Ukrainian prosecutors said on Friday they would investigate the death of a Ukrainian journalist in Russian detention as a war crime.
Victoria Roshchyna, who would have turned 28 this month, disappeared in August last year after travelling to Russian-held east Ukraine on a reporting trip.
She remained missing until April 2024, when her father received a letter from Moscow's defence ministry saying she was being held in Russian detention, according to Ukraine's main journalists' union.
The circumstances of her arrest were not made public and it was not clear where she was being held inside Russia.
Petro Yatsenko, a spokesperson for Ukraine's prison of war coordination headquarters, confirmed on Thursday that she had died in detention.

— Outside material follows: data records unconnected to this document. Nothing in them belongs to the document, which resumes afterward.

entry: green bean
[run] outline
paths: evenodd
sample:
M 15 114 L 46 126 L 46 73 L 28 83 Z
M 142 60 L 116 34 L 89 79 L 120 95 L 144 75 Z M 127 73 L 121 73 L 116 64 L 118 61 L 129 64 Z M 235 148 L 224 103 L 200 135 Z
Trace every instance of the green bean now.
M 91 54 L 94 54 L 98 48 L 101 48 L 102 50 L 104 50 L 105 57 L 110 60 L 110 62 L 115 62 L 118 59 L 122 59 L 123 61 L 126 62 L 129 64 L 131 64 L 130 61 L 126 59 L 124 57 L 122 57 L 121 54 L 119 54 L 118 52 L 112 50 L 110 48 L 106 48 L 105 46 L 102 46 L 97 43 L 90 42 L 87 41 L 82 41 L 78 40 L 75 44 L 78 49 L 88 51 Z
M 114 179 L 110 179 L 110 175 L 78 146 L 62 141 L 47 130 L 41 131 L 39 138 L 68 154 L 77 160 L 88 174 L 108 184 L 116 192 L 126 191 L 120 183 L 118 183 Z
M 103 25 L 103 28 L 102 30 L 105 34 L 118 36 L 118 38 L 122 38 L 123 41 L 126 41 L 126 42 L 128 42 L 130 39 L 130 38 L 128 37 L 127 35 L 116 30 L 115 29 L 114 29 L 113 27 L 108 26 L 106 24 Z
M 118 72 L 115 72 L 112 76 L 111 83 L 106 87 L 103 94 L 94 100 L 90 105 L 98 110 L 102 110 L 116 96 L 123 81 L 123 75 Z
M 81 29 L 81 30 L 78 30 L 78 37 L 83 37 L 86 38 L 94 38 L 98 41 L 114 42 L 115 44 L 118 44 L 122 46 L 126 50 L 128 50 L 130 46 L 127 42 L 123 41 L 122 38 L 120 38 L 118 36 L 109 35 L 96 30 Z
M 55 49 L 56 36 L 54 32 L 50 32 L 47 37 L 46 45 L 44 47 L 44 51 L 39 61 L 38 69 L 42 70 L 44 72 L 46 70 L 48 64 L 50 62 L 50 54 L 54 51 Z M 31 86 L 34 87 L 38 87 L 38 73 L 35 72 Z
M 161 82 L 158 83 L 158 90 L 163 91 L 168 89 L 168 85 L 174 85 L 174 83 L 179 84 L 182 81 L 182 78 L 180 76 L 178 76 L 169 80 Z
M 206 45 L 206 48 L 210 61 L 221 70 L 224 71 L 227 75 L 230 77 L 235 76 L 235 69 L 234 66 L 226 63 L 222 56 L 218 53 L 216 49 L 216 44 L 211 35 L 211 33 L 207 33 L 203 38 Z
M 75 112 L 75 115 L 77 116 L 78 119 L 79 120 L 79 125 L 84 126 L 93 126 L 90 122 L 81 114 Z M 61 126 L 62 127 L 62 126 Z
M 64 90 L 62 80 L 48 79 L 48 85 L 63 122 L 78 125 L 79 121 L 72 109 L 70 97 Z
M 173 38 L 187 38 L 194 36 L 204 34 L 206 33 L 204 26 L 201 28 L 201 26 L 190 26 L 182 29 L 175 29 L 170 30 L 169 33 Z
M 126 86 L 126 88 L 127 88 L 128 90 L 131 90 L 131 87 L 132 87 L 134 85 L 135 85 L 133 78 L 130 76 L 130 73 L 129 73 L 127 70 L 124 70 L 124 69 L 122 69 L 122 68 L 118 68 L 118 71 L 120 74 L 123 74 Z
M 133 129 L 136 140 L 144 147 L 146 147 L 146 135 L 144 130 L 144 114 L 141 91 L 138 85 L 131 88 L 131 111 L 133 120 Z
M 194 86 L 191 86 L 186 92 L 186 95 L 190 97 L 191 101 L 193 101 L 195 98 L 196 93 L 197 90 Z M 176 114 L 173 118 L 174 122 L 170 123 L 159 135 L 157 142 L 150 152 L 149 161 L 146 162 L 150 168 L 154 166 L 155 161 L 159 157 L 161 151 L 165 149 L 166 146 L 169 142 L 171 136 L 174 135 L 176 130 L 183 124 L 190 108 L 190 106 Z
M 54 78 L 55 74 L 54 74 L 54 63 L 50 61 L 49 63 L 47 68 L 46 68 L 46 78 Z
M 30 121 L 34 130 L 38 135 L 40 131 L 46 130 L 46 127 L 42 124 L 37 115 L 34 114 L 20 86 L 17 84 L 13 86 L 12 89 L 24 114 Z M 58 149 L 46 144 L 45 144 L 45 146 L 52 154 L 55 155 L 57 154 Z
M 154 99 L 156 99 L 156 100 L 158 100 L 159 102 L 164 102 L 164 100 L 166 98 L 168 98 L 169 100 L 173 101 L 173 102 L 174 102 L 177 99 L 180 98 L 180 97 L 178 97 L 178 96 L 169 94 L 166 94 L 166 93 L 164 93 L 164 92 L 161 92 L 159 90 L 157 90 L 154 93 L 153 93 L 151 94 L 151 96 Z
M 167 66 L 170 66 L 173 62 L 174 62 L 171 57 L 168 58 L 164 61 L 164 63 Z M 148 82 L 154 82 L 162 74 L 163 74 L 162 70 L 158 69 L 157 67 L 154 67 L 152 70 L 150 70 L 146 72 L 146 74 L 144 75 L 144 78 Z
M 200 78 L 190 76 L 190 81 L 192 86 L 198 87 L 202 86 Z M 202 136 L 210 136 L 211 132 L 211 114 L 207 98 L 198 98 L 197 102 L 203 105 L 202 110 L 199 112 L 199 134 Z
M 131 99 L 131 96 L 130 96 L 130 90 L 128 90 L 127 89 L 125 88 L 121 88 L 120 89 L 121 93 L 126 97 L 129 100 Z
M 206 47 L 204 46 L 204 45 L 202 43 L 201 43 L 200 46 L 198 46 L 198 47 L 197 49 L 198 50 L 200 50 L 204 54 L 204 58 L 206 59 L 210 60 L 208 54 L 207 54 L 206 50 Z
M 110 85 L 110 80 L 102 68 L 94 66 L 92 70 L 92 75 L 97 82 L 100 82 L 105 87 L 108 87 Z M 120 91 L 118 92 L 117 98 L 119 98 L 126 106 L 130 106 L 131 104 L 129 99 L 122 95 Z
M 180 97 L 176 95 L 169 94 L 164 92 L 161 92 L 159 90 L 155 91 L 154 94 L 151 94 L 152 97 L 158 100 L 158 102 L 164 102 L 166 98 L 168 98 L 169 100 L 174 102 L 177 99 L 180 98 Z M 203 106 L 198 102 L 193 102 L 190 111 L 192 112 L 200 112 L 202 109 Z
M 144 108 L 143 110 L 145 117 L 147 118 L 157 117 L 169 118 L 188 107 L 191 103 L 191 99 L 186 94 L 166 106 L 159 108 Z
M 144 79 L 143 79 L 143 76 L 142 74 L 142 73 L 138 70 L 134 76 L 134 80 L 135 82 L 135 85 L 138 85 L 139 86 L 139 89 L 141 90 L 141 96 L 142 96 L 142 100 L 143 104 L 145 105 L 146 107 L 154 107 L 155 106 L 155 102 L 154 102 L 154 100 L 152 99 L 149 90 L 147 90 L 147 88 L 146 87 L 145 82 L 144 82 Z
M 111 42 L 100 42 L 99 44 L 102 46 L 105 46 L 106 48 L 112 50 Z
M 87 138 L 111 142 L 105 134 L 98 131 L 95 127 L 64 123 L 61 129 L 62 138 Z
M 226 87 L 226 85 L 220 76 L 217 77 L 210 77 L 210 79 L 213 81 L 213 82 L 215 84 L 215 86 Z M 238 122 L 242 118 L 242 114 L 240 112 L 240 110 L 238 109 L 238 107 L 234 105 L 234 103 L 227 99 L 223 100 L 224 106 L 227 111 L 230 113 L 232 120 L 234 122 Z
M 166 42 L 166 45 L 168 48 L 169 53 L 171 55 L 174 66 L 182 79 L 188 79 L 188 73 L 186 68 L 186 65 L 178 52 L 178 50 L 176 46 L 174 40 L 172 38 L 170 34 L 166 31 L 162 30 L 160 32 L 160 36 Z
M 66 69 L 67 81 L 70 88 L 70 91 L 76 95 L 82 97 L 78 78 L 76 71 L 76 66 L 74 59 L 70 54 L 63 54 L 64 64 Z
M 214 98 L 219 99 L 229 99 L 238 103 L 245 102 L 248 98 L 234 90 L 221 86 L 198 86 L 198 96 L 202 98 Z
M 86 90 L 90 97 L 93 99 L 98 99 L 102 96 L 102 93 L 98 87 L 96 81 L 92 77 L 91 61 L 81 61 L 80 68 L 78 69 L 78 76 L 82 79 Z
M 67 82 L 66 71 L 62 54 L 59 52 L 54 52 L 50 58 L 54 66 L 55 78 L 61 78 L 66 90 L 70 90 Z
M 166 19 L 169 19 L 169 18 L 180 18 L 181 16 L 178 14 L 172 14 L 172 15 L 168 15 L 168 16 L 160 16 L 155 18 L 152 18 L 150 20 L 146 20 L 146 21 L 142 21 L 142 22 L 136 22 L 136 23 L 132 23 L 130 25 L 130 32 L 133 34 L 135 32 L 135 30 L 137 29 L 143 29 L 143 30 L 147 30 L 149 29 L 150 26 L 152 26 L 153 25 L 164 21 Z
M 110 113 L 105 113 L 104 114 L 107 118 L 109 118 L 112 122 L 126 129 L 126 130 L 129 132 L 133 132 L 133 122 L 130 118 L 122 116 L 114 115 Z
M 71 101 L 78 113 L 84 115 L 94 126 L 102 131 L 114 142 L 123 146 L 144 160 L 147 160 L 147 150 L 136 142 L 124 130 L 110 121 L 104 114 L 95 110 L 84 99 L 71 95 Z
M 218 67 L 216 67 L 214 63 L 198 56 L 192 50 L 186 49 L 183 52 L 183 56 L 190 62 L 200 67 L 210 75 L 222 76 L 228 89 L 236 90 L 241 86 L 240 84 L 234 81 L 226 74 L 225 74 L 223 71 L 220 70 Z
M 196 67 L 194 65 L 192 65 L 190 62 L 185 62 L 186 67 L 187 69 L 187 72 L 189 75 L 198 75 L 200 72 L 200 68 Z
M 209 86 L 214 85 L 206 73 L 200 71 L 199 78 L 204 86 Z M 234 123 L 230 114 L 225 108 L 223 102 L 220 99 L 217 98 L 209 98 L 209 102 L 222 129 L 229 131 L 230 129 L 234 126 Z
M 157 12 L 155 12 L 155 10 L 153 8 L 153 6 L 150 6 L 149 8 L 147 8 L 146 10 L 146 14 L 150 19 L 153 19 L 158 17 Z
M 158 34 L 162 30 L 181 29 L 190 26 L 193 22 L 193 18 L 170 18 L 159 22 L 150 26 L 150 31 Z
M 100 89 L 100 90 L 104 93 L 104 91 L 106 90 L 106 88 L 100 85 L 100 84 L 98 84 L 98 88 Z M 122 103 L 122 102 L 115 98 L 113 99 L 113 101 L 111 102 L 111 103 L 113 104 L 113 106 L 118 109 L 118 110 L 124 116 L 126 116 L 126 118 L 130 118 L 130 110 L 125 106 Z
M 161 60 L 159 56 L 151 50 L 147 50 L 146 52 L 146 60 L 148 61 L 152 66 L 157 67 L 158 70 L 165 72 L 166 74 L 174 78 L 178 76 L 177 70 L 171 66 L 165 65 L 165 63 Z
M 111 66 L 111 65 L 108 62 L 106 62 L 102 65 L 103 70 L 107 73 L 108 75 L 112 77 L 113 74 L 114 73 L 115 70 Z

"In connection with the information about the death of Ukrainian journalist Victoria Roshchyna in Russia, the criminal proceedings opened over her disappearance have been reclassified as a war crime combined with premeditated murder," the Prosecutor General's office said on Friday.
"For many Ukrainian journalists who knew Victoria, her death is a real blow," Ukrainian President Volodymyr Zelensky said on Friday.
"And there are still many other journalists, public figures, community leaders from occupied territory and even ordinary people who were captured during the Russian occupation, in Russian captivity," he added.
The European Union said it was "appalled" by the news and demanded "a thorough and independent investigation that clarifies all the circumstances" of her death, the bloc's foreign affairs spokesperson Peter Stano said.
"Her fate is a tragic reminder of the many thousands of persons detained in occupied Ukrainian territories and Russia, as well as the repression imposed by Russian authorities, also in Russia," Stano said in a statement on Friday.
Press rights group Reporters Without Borders said on social media it was "shocked" by Roshchyna's death and offered condolences to her relatives.
Russian news outlet Mediazona reported she died while being transferred to Moscow from a prison in Taganrog, near the Ukrainian border.
Thousands of Ukrainians opposed to Moscow's rule have been detained in occupied territories since Russia's invasion began in 2022, many of whom face torture at the hands of security forces, according to rights groups.
Ukraine said in May more than two dozen Ukrainian media officials were being held in Russian captivity and that negotiations on their return were underway.
Roshchyna worked as a freelancer for various independent news outlets, including Ukrainska Pravda, and had collaborated with the Ukrainian service of US-funded media outlet Radio Free Europe.
In 2022, she was awarded the Courage in Journalism award by the International Women's Media Foundation for her reporting from eastern Ukraine.